In that very moment Spiderman appeared and people started cheering for him. He saved my friend and Harry and then… he just flew away with MJ!

I suddenly wanted to laugh, because if someone out there could beat Harry when it came to her, it was Spiderman.

The man that interrupted the parade and caused all this trouble was… surfing in the sky. It was definitely a surfing board! I judged. It must be powered by something. It looked like we had a new villain in town. He got scared away by Spiderman, but I was sure we would see him again.

"What was that thing?" Harry was suddenly standing right next to me. He'd already met me, through MJ, of course. "Are you all right?" he looked at me closely.
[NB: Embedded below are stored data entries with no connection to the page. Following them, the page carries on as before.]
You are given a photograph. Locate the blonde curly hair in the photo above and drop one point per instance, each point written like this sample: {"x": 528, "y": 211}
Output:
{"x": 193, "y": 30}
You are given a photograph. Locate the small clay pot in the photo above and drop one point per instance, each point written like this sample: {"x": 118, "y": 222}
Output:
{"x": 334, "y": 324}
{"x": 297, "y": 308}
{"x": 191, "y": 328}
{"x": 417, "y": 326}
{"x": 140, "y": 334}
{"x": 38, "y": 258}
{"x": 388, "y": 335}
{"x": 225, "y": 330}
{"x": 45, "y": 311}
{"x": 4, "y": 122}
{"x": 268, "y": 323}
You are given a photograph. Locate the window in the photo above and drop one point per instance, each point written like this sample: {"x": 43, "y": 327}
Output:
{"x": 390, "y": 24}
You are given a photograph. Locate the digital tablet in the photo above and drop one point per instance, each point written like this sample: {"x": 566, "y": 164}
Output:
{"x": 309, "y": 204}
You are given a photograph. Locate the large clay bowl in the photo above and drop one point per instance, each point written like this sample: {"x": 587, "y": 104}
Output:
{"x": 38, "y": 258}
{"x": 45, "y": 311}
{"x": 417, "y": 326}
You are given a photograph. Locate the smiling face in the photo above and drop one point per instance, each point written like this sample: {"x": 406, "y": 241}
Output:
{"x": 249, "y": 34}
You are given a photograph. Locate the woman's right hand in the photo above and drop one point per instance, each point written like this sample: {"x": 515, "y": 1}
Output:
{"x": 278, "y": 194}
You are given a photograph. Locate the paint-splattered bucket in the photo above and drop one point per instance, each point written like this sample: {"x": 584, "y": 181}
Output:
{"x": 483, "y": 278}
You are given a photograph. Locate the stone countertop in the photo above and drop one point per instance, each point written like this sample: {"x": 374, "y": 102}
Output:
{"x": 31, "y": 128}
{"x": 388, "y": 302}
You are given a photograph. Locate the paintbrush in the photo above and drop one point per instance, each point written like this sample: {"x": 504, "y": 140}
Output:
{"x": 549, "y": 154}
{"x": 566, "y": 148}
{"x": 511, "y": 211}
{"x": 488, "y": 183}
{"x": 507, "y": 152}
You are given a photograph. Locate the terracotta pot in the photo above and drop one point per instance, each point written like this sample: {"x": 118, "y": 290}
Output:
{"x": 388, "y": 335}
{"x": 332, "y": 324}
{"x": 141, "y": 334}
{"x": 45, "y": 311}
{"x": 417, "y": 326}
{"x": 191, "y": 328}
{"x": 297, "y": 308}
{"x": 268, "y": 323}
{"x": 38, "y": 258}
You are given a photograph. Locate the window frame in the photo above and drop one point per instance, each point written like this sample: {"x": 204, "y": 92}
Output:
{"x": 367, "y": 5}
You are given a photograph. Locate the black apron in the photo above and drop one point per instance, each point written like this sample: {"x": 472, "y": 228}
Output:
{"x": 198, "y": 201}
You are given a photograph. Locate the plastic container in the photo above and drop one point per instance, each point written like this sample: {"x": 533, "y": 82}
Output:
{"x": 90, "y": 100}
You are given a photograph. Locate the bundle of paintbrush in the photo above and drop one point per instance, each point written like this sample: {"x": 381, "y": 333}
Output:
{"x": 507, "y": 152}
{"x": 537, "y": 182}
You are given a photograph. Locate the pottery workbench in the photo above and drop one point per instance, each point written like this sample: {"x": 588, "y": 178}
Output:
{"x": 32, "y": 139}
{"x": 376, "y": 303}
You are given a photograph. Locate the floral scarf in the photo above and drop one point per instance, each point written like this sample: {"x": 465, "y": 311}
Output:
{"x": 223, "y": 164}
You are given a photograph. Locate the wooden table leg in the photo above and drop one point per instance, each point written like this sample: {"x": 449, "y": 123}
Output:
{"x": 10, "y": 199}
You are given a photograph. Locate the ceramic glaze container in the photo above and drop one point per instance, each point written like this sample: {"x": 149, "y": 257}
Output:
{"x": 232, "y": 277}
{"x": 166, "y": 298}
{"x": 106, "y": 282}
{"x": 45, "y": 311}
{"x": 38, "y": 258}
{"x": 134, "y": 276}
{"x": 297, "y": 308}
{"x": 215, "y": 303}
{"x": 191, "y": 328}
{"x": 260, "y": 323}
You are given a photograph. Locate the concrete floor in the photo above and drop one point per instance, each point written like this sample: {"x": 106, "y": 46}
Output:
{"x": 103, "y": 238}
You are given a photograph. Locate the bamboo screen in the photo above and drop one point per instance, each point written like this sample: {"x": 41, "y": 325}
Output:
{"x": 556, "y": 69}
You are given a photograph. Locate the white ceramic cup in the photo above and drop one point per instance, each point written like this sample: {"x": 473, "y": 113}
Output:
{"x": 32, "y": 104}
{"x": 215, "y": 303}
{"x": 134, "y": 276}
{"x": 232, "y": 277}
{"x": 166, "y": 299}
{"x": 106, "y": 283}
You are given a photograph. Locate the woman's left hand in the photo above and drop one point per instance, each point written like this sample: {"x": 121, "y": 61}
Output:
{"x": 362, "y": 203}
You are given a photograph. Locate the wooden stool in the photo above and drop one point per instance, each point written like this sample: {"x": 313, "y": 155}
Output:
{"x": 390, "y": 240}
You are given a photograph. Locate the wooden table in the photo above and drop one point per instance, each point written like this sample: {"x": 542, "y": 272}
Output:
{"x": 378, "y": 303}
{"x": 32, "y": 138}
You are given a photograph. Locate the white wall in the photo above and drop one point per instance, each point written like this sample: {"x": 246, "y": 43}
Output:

"Yes…" I stammered while still in shock. "I think so." It was hard to actually try to act normal around him, but so far I was sure I was doing a pretty good job. "You?"

"Fine, but Spiderman took my girlfriend!" He laughed it off like it was some kind of a joke, but I just couldn't reciprocate. He called MJ his girlfriend. I didn't know MJ was serious about him too. "Hey, listen… I'm throwing a Thanksgiving party. Would you like to come? You're MJ's best friend and I'm sure she would want you there. You could be a good company for Peter too. What do you say?"

I could just stare at him, digesting this proposition. What did I have to lose anyway?

"I don't have any plans," I finally answered, not really keen on spending Thanksgiving with my aunt who, as always, asked dozens of guests in her age, that I didn't even know. Still, going to Harry's was a bad idea either, because I knew there would never be anything romantic between me and Peter. We could only be good friends.

Good friends could have fun together too, I decided.

We were a disastrous and miss-fitted square, but at least I had people in my life, so I said yes to Harry.